Creating Hierarchical Dispositions of Needs in an Agent
Tofara Moyo
TL;DR
The paper addresses reward shaping in reinforcement learning by introducing hierarchical reward functions via a secondary reward-critic that outputs multiple scalars corresponding to abstraction levels. An ordering equation $r = R r_{1} + R$ links these signals to the base reward, and a three-level version $r=R(r_{1}(r_{2}r_{3}+r_{2})+r_{1})+R$ enforces a hierarchy of needs. Empirical evaluation on Pendulum-v1 shows faster convergence, improved stability, and higher final rewards compared with PPO, including beating prior state-of-the-art methods after code adaptations.

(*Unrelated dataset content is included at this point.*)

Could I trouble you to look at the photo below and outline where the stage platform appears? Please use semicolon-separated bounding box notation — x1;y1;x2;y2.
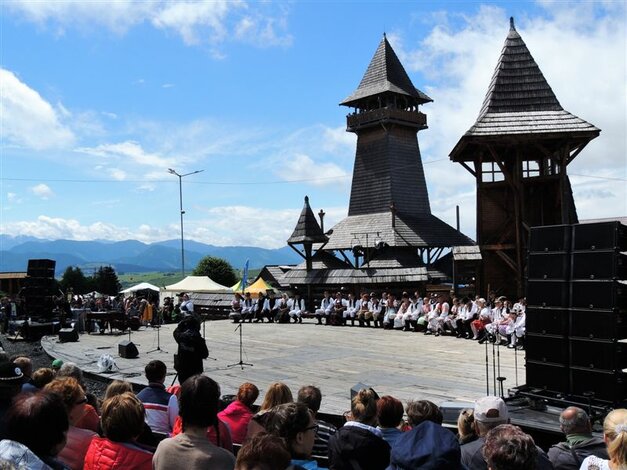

The work highlights potential for scalable goal formation and transfer via hierarchical rewards and outlines graph-based extensions for richer reward dynamics.
Abstract
We present a novel method for learning hierarchical abstractions that prioritize competing objectives, leading to improved global expected rewards. Our approach employs a secondary rewarding agent with multiple scalar outputs, each associated with a distinct level of abstraction. The traditional agent then learns to maximize these outputs in a hierarchical manner, conditioning each level on the maximization of the preceding level. We derive an equation that orders these scalar values and the global reward by priority, inducing a hierarchy of needs that informs goal formation. Experimental results on the Pendulum v1 environment demonstrate superior performance compared to a baseline implementation.We achieved state of the art results.